An opportunity for Friends to move toward living out a deeper faith and a richer future, based on a more honest encounter with the history of settlement, displacement, slavery, and racial supremacy we have helped to create in our land. This democratic dialogue will be lead by Dr. Vincent Harding, Professor Emeritus of Religion and Human Transformation at the Iliff School of Theology in Denver, and his brother/colleague, Dr. George "Tink" Tinker, member of the Osage Nation and Professor of Native American Cultures and Religious Traditions at Iliff. It is their intention that the conversation will be based on hope rather than on guilt. They recommend that Friends also participate, if possible, in the exercise, "This Land Was Your Land: Seeking Right Relationship with America's Native Peoples," on Tuesday or Thursday afternoon.
Vincent Harding has spent his life in service to the intersection of faith and justice. He is a civil rights activist, primary author of Martin Luther King’s “Beyond Vietnam” speech; Professor Emeritus of Religion and Social Transformation at Iliff School of Theology in Denver; and author of many books, including Martin Luther King: The Inconvenient Hero. He looks forward to spending most of the week at the Gathering, and we look forward to his message for us.
Vincent Harding was very involved with Martin Luther King, Jr., as a friend and colleague. He also served as an elder brother and advisor to many of the members of SNCC (The Student Non-violent Coordination Committee). His social activism has deep spiritual roots in the Mennonite tradition and the Black church. Harding has been one of the chroniclers of the civil rights movement as a participant, an historian, and social observer. He and his late wife Rosemarie were senior consultants to the "Eyes on the Prize" documentary film project.
In 1997, the Hardings founded the Veterans of Hope Project, at the Center for the Study of Religion and Democratic Renewal. The project is an interdisciplinary initiative on spiritual, cultural, and participatory democracy at the Iliff School of Theology. The primary mission of the Veterans of Hope Project is to encourage a healing, centered, intergenerational approach to social justice activism that recognizes the interconnectedness of spirit, creativity, and citizenship. The Hardings began their work in the Mennonite Church in Chicago, Illinois in the late 1950s and moved to Atlanta, Georgia in 1961 to join with Martin Luther King, Jr. and others as reconcilers and nonviolent trainers in the Southern Freedom Movement. Dr. Harding was the first director of the Martin Luther King, Jr. Memorial Center in Atlanta and served as director and chairperson of The Institute of the Black World. In ensuing years, the Hardings served as scholars, advisors and encouragers for a wide variety of movements, organizations and individuals working for compassionate social change in the United States and internationally.
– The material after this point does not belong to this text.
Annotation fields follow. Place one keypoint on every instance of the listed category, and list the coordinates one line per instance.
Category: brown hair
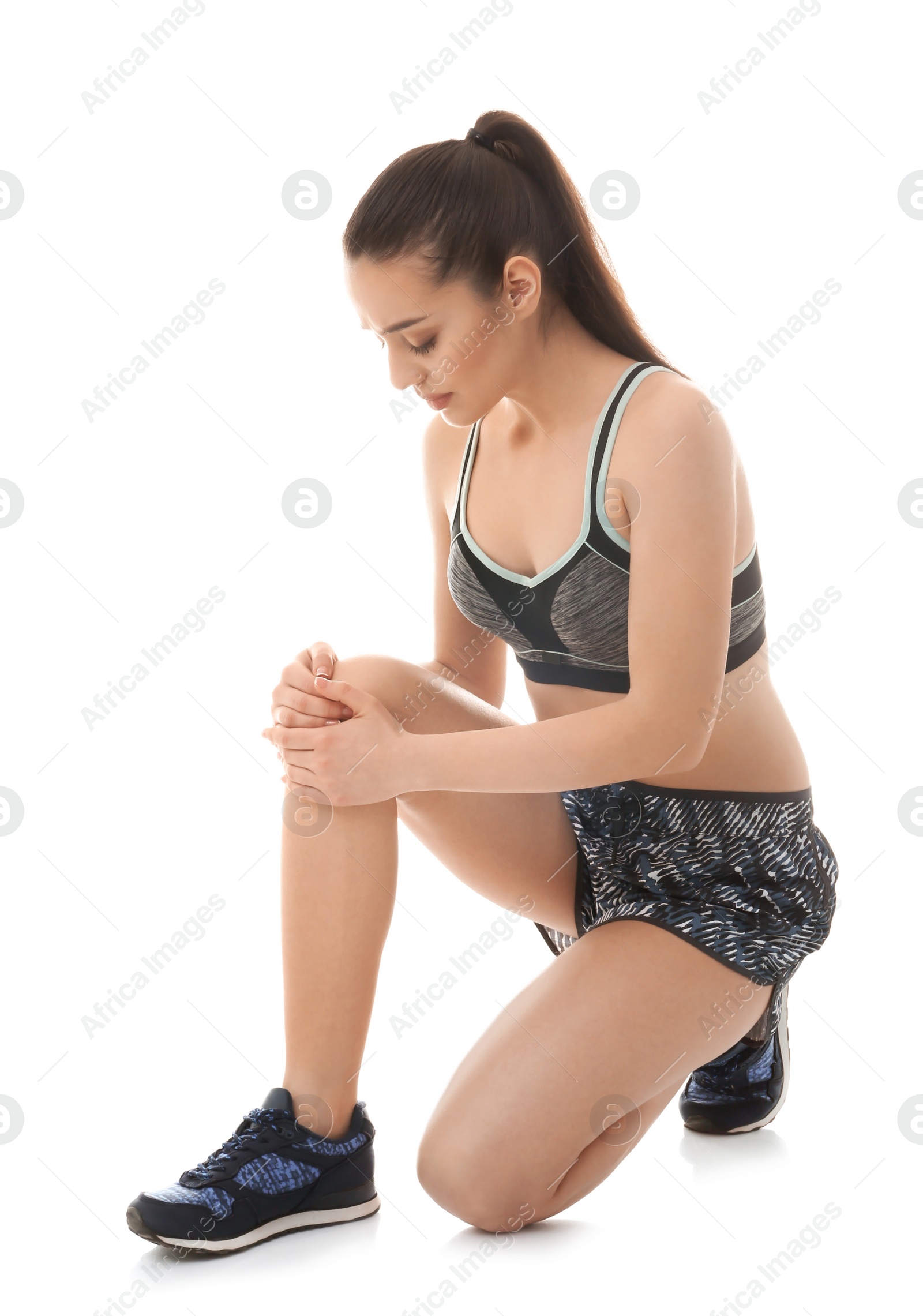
(468, 205)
Dr. Vincent Harding is currently Professor Emeritus of Religion and Social Transformation at the Iliff School of Theology in Denver, Colorado, and visiting Distinguished Professor, African-American Religion, Drew University. Before Illiff, Vincent Harding taught at Pendle Hill Study Center, University of Pennsylvania, Temple University and Spelman College.
Dr. Harding is the author of many books including: Martin Luther King: The Inconvenient Hero; There Is a River: The Black Struggle for Freedom in America; A Certain Magnificence: Lyman Beecher and the Transformation of American Protestantism, 1775-1863; Hope and History: Why We Must Share the Story of the Movement. He also co-edited, The Eyes on the Prize Civil Rights Reader: Documents, Speeches, and Firsthand Accounts from the Black Freedom Struggle.